Personal scandals by Bill Clinton, Ted Kennedy, and Barney Frank are just fine with the liberal media, who endorsed them for election and re-election. But woe to any conservative candidate, such as Roy Moore, who might have an imperfection in his distant past. Somehow that renders him unfit for elective office in D.C., according to the same people who supported Bill Clinton throughout the scandal concerning his conduct with Monica Lewinsky in the White House.
This perpetual double standard in American politics needs to stop if we are going to make America great again.
Marrying later in life has become the norm today, but for most of American history it was considered normal and even desirable for a young woman to marry, or at least become engaged, in her teenage years. Only in the last two decades has the median age of first marriage risen to 27 for females and 29 for males.

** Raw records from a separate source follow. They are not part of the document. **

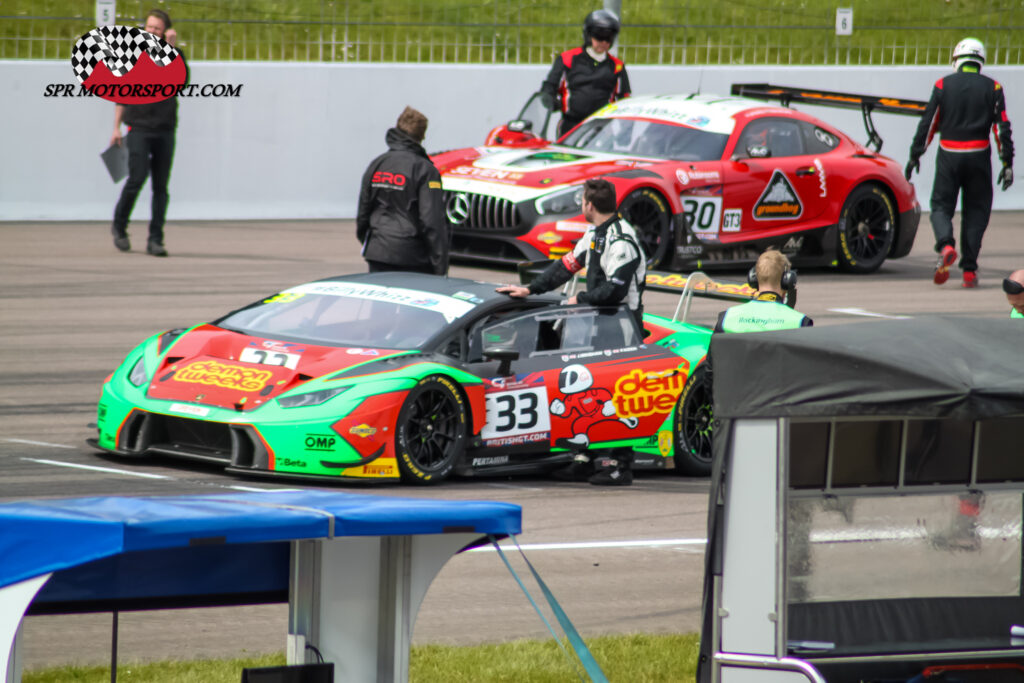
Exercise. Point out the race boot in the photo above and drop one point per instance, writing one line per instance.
(946, 258)
(613, 470)
(579, 470)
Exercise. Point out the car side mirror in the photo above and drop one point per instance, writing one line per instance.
(505, 355)
(520, 126)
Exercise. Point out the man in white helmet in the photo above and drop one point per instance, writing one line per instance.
(965, 107)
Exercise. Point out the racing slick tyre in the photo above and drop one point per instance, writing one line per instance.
(430, 433)
(866, 229)
(692, 426)
(649, 214)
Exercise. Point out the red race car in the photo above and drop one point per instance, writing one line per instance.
(707, 180)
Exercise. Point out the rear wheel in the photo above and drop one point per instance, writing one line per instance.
(692, 429)
(866, 229)
(649, 214)
(431, 431)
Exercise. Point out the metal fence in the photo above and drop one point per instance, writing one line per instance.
(655, 32)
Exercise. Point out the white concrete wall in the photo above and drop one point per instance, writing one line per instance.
(295, 143)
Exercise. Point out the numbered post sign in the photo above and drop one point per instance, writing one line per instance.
(844, 20)
(105, 12)
(516, 413)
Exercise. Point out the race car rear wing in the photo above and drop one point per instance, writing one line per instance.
(866, 103)
(696, 284)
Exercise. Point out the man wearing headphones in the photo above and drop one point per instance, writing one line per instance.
(585, 79)
(964, 109)
(1014, 287)
(771, 276)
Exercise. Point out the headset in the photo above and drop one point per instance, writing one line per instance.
(788, 281)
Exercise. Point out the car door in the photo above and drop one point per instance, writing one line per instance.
(772, 179)
(583, 377)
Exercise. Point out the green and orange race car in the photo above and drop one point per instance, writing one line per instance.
(413, 377)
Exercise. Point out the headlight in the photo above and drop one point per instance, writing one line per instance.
(566, 201)
(311, 398)
(138, 376)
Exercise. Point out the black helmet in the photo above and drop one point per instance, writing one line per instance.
(600, 24)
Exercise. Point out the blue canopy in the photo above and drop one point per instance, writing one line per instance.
(197, 550)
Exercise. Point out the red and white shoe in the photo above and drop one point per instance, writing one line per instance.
(946, 258)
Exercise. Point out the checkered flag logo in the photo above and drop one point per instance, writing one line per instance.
(119, 47)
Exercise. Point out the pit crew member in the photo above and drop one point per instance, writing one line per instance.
(964, 108)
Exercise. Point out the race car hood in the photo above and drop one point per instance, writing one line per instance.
(213, 367)
(524, 174)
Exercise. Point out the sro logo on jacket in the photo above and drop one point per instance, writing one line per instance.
(388, 179)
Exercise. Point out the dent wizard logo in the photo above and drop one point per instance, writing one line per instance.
(128, 66)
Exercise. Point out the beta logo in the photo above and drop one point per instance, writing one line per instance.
(640, 393)
(128, 66)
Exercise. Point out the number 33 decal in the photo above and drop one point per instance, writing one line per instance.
(519, 412)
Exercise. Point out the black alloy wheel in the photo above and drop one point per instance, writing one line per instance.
(430, 431)
(693, 425)
(866, 229)
(647, 211)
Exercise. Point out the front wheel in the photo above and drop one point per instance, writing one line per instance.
(647, 211)
(866, 229)
(430, 431)
(692, 428)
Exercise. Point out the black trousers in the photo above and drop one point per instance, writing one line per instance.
(150, 155)
(970, 172)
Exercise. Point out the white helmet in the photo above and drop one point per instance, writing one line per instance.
(969, 49)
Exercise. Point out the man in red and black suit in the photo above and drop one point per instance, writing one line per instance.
(585, 79)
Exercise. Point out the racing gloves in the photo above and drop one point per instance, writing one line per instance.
(911, 166)
(1006, 177)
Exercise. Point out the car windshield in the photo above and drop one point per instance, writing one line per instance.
(647, 138)
(341, 313)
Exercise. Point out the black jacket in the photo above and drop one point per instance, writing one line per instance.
(964, 109)
(585, 85)
(401, 208)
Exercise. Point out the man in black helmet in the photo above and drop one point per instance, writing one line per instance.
(964, 109)
(585, 79)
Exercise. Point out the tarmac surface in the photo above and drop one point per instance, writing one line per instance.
(73, 306)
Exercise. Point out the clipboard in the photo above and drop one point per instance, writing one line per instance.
(116, 160)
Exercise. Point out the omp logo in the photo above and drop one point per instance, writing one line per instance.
(128, 66)
(222, 375)
(641, 393)
(320, 441)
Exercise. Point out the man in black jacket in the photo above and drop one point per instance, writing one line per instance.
(401, 221)
(585, 79)
(151, 151)
(964, 108)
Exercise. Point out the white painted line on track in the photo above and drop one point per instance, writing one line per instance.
(659, 543)
(144, 475)
(25, 440)
(861, 311)
(254, 489)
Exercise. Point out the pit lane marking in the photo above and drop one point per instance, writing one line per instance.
(94, 468)
(25, 440)
(657, 543)
(861, 311)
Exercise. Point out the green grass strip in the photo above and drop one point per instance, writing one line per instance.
(639, 657)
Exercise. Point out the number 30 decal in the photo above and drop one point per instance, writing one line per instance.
(702, 214)
(518, 412)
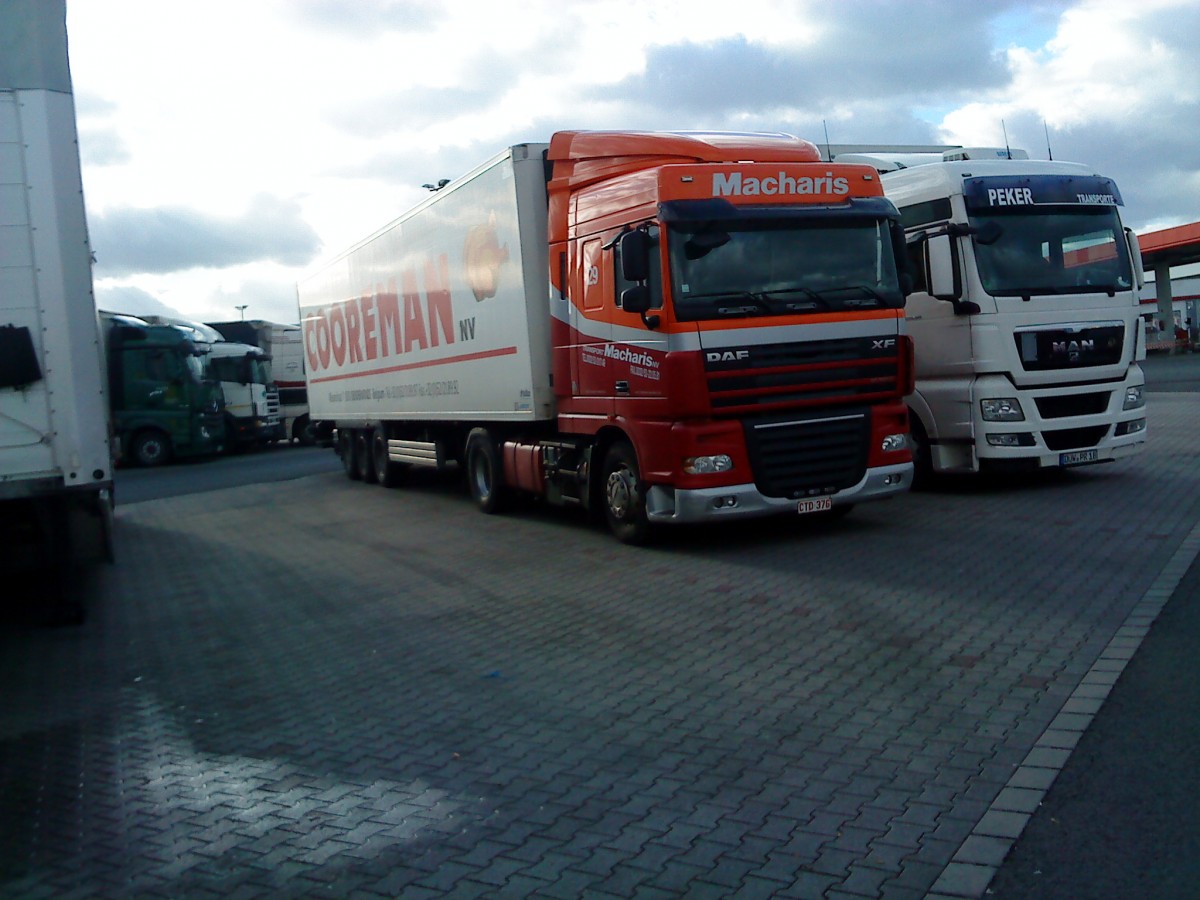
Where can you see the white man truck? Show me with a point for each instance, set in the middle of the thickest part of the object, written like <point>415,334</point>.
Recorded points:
<point>1025,312</point>
<point>285,348</point>
<point>663,328</point>
<point>55,450</point>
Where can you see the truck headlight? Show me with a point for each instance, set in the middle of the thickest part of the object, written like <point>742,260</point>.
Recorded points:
<point>1134,399</point>
<point>1005,409</point>
<point>707,465</point>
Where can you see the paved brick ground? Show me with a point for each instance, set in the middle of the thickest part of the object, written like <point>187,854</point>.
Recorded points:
<point>327,689</point>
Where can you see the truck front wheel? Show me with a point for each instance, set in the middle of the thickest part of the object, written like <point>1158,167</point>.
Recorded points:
<point>624,496</point>
<point>485,473</point>
<point>150,448</point>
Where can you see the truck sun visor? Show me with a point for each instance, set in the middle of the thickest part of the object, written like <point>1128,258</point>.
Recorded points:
<point>717,209</point>
<point>1006,191</point>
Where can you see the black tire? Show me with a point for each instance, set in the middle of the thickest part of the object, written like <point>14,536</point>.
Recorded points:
<point>346,450</point>
<point>150,448</point>
<point>387,473</point>
<point>363,463</point>
<point>303,431</point>
<point>624,497</point>
<point>485,473</point>
<point>922,456</point>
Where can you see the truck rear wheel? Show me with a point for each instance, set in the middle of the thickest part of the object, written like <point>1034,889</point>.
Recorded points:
<point>624,498</point>
<point>346,450</point>
<point>485,472</point>
<point>150,448</point>
<point>388,473</point>
<point>363,463</point>
<point>303,431</point>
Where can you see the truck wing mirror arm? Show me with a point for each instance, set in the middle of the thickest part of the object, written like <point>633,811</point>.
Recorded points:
<point>637,299</point>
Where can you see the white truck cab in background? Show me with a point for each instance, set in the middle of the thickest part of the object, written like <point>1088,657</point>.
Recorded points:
<point>1024,310</point>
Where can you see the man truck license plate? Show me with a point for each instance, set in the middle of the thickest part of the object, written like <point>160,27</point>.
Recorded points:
<point>1078,457</point>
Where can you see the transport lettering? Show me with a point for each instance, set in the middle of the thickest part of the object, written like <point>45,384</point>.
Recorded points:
<point>627,355</point>
<point>383,322</point>
<point>733,184</point>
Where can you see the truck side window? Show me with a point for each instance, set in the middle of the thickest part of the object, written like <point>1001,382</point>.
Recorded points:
<point>654,282</point>
<point>917,267</point>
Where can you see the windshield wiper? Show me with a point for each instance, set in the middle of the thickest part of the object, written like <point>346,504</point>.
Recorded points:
<point>815,301</point>
<point>754,303</point>
<point>873,295</point>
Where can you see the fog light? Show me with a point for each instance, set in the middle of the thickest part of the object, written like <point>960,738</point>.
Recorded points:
<point>707,465</point>
<point>1012,439</point>
<point>1003,409</point>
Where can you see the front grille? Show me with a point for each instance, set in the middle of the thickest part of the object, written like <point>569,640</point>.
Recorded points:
<point>1077,347</point>
<point>1075,438</point>
<point>757,378</point>
<point>807,455</point>
<point>1073,405</point>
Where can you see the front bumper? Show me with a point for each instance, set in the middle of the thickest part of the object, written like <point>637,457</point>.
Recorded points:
<point>676,507</point>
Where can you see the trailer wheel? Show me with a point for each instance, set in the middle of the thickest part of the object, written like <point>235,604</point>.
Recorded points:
<point>485,473</point>
<point>363,465</point>
<point>387,473</point>
<point>303,431</point>
<point>150,448</point>
<point>624,496</point>
<point>346,450</point>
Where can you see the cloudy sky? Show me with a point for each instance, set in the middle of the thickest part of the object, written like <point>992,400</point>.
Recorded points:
<point>231,145</point>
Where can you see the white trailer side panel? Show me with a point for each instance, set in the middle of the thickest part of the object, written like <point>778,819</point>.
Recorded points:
<point>444,315</point>
<point>58,426</point>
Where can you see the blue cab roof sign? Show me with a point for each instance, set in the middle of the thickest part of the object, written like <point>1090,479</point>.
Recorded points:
<point>993,192</point>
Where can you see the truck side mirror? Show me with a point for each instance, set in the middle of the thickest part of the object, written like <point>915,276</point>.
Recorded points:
<point>942,269</point>
<point>1139,273</point>
<point>900,252</point>
<point>635,255</point>
<point>635,299</point>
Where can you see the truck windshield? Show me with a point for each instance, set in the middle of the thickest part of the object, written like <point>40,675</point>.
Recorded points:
<point>259,372</point>
<point>745,268</point>
<point>1063,250</point>
<point>196,367</point>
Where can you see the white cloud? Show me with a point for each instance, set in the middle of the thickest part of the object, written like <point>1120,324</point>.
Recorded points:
<point>190,112</point>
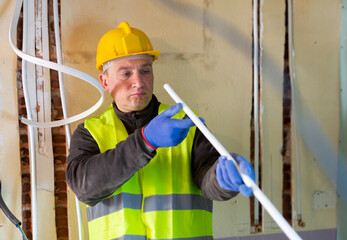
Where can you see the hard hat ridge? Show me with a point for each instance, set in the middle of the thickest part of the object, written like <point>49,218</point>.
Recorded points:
<point>123,41</point>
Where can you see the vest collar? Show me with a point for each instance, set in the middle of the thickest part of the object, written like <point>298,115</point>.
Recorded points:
<point>138,119</point>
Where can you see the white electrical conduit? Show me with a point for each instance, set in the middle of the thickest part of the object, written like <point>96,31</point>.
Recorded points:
<point>295,129</point>
<point>279,219</point>
<point>57,67</point>
<point>31,130</point>
<point>29,121</point>
<point>64,106</point>
<point>256,105</point>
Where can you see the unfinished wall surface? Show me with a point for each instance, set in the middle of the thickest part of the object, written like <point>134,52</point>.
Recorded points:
<point>206,56</point>
<point>9,137</point>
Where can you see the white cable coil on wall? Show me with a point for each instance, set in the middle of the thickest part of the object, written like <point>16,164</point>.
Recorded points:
<point>67,120</point>
<point>57,67</point>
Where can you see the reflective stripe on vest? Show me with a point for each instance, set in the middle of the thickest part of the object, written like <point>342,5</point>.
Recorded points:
<point>160,201</point>
<point>151,203</point>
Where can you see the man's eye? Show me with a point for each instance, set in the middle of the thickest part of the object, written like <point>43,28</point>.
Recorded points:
<point>146,71</point>
<point>125,74</point>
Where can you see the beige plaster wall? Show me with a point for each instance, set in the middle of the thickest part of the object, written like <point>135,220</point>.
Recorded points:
<point>9,136</point>
<point>316,43</point>
<point>206,56</point>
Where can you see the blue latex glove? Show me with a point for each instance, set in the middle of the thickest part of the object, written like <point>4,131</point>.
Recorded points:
<point>164,131</point>
<point>229,178</point>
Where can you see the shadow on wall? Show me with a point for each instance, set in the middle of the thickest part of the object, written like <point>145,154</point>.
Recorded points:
<point>309,127</point>
<point>4,7</point>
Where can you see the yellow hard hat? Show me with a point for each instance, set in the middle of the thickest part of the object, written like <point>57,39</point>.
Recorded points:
<point>123,41</point>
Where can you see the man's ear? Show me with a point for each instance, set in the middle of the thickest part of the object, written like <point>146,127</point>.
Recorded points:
<point>103,80</point>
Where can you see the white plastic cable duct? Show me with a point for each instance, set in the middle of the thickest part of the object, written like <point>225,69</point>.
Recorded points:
<point>266,203</point>
<point>57,67</point>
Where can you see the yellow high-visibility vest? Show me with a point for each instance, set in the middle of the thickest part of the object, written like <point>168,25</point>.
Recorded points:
<point>160,201</point>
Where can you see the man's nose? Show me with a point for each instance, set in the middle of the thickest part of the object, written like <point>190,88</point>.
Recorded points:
<point>137,80</point>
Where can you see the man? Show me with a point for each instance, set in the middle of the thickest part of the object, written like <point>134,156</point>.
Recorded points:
<point>142,167</point>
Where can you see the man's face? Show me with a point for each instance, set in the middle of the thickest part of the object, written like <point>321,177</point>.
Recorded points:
<point>130,84</point>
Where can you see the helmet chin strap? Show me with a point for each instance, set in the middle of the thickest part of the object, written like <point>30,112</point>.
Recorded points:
<point>114,61</point>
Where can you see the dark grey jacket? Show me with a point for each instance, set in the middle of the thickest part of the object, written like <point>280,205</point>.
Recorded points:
<point>92,175</point>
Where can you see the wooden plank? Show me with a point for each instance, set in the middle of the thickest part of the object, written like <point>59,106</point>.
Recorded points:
<point>272,63</point>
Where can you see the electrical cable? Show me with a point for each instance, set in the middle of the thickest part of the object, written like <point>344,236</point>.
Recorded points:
<point>58,67</point>
<point>10,215</point>
<point>29,121</point>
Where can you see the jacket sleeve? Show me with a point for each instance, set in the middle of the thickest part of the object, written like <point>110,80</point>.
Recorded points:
<point>204,163</point>
<point>92,175</point>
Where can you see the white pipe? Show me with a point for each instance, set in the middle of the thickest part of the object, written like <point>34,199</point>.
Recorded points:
<point>274,213</point>
<point>31,130</point>
<point>256,105</point>
<point>58,67</point>
<point>64,105</point>
<point>295,129</point>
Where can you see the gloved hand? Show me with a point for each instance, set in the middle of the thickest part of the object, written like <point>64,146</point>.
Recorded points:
<point>164,131</point>
<point>229,178</point>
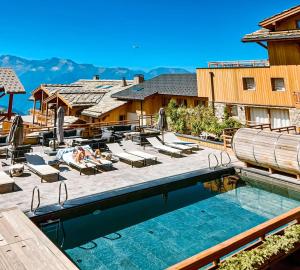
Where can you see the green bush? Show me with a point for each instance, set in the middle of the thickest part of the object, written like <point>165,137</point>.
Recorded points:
<point>273,245</point>
<point>197,120</point>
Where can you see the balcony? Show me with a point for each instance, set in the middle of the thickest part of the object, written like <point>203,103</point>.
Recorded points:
<point>242,63</point>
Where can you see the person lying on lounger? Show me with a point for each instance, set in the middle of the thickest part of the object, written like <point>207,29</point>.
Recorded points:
<point>80,155</point>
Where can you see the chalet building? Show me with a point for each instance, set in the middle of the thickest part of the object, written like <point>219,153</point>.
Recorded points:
<point>147,97</point>
<point>10,85</point>
<point>260,91</point>
<point>75,97</point>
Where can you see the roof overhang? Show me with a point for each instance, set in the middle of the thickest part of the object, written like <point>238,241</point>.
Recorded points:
<point>265,35</point>
<point>271,21</point>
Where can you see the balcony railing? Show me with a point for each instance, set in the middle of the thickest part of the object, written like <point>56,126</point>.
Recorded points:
<point>242,63</point>
<point>297,97</point>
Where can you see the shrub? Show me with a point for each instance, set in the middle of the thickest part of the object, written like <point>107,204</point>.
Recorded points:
<point>197,120</point>
<point>272,246</point>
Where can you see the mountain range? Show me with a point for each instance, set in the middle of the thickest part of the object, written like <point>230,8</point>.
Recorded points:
<point>32,73</point>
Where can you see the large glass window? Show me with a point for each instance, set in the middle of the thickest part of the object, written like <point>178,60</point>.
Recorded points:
<point>277,84</point>
<point>249,83</point>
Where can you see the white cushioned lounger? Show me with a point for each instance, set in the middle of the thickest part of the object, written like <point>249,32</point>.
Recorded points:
<point>69,160</point>
<point>6,181</point>
<point>38,165</point>
<point>159,146</point>
<point>121,154</point>
<point>135,152</point>
<point>171,138</point>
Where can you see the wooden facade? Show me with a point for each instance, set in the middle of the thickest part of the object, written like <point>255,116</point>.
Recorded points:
<point>275,87</point>
<point>149,106</point>
<point>226,85</point>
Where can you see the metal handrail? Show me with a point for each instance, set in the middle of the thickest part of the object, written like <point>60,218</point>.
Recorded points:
<point>59,194</point>
<point>32,199</point>
<point>221,158</point>
<point>209,161</point>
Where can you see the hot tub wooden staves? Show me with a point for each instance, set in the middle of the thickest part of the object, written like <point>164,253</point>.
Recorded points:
<point>272,150</point>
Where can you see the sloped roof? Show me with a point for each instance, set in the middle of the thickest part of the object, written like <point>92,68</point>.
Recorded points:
<point>9,82</point>
<point>167,84</point>
<point>267,35</point>
<point>106,104</point>
<point>280,16</point>
<point>74,95</point>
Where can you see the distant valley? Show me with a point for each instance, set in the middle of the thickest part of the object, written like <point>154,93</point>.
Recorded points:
<point>56,70</point>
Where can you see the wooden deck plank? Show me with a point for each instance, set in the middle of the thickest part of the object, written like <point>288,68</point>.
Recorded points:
<point>26,246</point>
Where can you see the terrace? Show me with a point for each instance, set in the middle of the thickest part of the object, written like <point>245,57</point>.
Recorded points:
<point>88,188</point>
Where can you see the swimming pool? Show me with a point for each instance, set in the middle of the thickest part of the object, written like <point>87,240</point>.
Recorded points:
<point>161,230</point>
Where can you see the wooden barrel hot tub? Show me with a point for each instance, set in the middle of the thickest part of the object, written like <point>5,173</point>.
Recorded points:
<point>268,149</point>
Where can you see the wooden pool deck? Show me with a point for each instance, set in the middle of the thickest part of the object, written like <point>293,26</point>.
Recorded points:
<point>24,246</point>
<point>122,176</point>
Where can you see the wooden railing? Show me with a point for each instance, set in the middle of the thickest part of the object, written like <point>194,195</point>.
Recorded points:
<point>211,257</point>
<point>91,128</point>
<point>239,63</point>
<point>228,133</point>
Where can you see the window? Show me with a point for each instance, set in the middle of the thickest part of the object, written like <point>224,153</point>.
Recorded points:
<point>232,110</point>
<point>166,101</point>
<point>249,83</point>
<point>277,84</point>
<point>199,102</point>
<point>122,117</point>
<point>181,102</point>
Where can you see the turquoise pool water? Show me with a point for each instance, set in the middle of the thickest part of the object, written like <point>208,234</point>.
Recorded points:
<point>159,231</point>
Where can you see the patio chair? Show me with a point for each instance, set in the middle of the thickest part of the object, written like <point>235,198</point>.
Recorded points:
<point>39,166</point>
<point>17,154</point>
<point>178,146</point>
<point>170,137</point>
<point>163,148</point>
<point>68,159</point>
<point>142,154</point>
<point>7,183</point>
<point>66,155</point>
<point>119,153</point>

In 1977, the year Roy Moore supposedly flirted with a teenage waitress at the Olde Hickory House in Gadsden, Alabama, half of all young women in America were married by the age of 21. By her own account, as she read her tearful statement under the watchful eye of Gloria Allred, the now 56-year-old woman refused Roy Moore’s advances because she already had a boyfriend, thereby conceding that she wasn’t too young to have one.
In that same year of 1977, a prominent feminist lawyer named Ruth Bader Ginsburg wrote that the “age of consent” for sexual acts should be lowered to the age of 12. In her book entitled “Sex Bias in the U.S. Code,” the future Supreme Court Justice also called for repealing laws against statutory rape, bigamy, prostitution, and sex trafficking because they perpetuate a stereotype that such laws are needed to “protect weak women from bad men.”
Ginsburg has never disavowed her radical writings, so it is particularly hypocritical for feminists to criticize Roy Moore’s alleged dating of teenage girls as though there was anything improper about it. As usual the feminists want to have it both ways.